Venezia 76. The Laundromat – Panama Papers

The Laundromat

Chi pensa che i Panama Papers siano cappellini di carta particolarmente ben fatti è caldamente invitato a guardare questo film. Chi sa cosa sono, lo guardi comunque.

Considerato “il più grande leak di informazioni della storia”, quella dei Panama Papers è una vicenda di frodi fiscali, società offshore, crediti, debiti, trust e un sacco di altra roba che chi non ha studiato economia ha tutto il diritto di non capire affatto. O forse no. Forse Soderbergh con questo film vuole convincerci che se tutti capissimo un po’ meglio questa “roba”, il mondo sarebbe un posto più sicuro.

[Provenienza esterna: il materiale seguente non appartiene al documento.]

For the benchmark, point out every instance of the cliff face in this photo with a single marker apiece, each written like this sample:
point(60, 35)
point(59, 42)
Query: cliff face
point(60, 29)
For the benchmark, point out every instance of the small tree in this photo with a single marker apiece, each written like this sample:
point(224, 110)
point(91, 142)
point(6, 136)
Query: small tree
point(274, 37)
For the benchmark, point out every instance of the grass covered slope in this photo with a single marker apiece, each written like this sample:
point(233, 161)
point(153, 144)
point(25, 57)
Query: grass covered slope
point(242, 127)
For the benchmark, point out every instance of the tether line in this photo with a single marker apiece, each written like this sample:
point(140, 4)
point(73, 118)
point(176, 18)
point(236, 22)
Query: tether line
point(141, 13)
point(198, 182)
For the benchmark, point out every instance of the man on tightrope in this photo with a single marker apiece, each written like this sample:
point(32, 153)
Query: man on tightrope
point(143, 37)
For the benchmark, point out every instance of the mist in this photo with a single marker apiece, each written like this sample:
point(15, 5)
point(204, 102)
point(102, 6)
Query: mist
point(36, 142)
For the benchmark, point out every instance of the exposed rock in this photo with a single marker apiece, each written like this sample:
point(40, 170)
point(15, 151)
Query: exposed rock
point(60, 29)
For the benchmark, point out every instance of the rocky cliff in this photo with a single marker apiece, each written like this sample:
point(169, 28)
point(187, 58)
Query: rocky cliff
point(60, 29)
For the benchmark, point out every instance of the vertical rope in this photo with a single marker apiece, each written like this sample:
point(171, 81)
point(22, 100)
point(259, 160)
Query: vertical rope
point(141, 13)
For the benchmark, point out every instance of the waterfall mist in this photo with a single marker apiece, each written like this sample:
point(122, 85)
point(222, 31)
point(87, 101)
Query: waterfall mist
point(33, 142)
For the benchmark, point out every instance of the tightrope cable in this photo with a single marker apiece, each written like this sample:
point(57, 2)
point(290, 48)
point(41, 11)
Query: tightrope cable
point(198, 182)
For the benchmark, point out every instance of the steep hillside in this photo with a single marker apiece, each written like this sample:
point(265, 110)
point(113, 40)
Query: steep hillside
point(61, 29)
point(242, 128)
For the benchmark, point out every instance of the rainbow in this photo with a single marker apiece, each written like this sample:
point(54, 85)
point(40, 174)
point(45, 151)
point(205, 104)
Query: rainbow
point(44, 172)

Si parte con dei cavernicoli dagli occhi oscurati (perché la privacy è importante) che provano ad accendere un fuoco. Ci vorrà l’accendino di Antonio Banderas, che assieme a Gary Oldman veste l’irresistibile ruolo di metanarratore della vicenda. I due ci raccontano con invidiabile brio la nascita del denaro, per poi rivelarci alcuni segreti utili per accumularne a dismisura. Nel farlo si servono di alcuni “esempi”, che in realtà sono parte di un’unica grande storia.

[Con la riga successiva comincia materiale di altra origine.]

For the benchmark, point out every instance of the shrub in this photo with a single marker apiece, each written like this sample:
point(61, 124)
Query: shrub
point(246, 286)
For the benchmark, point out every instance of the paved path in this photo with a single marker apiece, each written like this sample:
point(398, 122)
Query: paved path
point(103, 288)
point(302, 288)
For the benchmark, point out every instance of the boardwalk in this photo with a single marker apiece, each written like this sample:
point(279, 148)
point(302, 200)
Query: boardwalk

Protagonista dell’esempio più corposo e importante è Ellen Martin (Meryl Streep), vivace nonnina che perde la sua dolce metà in un incidente di barca. Il fatto che in un paio di scene il film riesca a rendere credibile e toccante il lutto di questa donna è l’ennesimo testamento dell’abilità di Meryl Streep (e della qualità della sceneggiatura).

Panama Papers

Ellen dovrebbe ricevere un risarcimento, ma c’è un problema: la compagnia che gestisce le gite in barca è stata truffata dall’assicurazione. I più si accontenterebbero di sfogare la rabbia, sospirare e arrendersi, perché in questi casi non c’è nulla da fare. Non Meryl Streep. Cioè, pardon, Ellen Martin. La nonnina s’imbarca in una improbabile e surreale impresa per arrivare al bandolo della matassa.

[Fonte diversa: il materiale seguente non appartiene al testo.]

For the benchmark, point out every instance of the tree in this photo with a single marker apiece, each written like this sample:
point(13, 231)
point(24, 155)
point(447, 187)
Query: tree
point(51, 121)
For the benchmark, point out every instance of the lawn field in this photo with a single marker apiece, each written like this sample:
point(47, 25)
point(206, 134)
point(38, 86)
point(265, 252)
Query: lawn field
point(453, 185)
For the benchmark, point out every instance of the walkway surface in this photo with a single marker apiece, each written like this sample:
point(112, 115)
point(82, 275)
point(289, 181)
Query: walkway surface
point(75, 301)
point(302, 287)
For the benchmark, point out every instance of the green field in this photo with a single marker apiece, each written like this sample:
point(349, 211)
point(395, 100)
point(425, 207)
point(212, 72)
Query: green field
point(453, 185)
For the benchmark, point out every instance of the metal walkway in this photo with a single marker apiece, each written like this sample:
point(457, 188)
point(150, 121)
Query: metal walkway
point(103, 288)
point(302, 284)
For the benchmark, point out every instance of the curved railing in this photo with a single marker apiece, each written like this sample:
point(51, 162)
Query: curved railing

The Laundromat è un film divertente. Le gag si sprecano, così come le comparse celebri. Eppure The Laundromat (distribuito sulla piattaforma in italiano con il titolo Panama Papers) riesce anche a essere un film importante. Affonda il colpo in uno dei mali più gravi che affliggono il nostro pianeta. Una di quelle piaghe apparentemente insanabili. Uno di quei problemi tanto grandi che non si risolvono: ci si vive dentro. Soderbergh lo attacca, cerca la soluzione impossibile, nell’unico modo in cui ci può farlo un cineasta: scuotendo le coscienze.

Panama papers

In questo senso The Laundromat è un film di propaganda. A esser risvegliato non è uno sterile patriottismo, ma la nostra identità di consumatori. Noi, schiavi inconsapevoli di padroni invisibili.

Ma è davvero possibile uscire dal labirinto del Dio Denaro? Nel finale Ellen (pardon, Meryl) sembra suggerire che l’unico modo per cavarsela sia prendere in mano la propria storia, guardare la cinepresa dritta nell’occhio. Proprio come i nostri due istrionici metanarratori, che però usano il loro talento per avanzare funambolici su quella “linea sottile come le pareti di una galera”. Loro ci hanno bombardato di lezioncine d’alta finanza sì divertenti, ma che sono in definitiva solo l’apologia di loro stessi. La speranza è che, presa in mano ‘sta storia, sia possibile fare meglio di quei due.

Ho una banana, chi può darmi una mucca?

Alessio Arbustini

PRO CONTRO
Spassoso e impegnato al tempo stesso.

Quarta parete abbattuta con uno stile che Deadpool, prendi appunti.

Malgrado tutto, continuo a non capire niente d’alta finanza.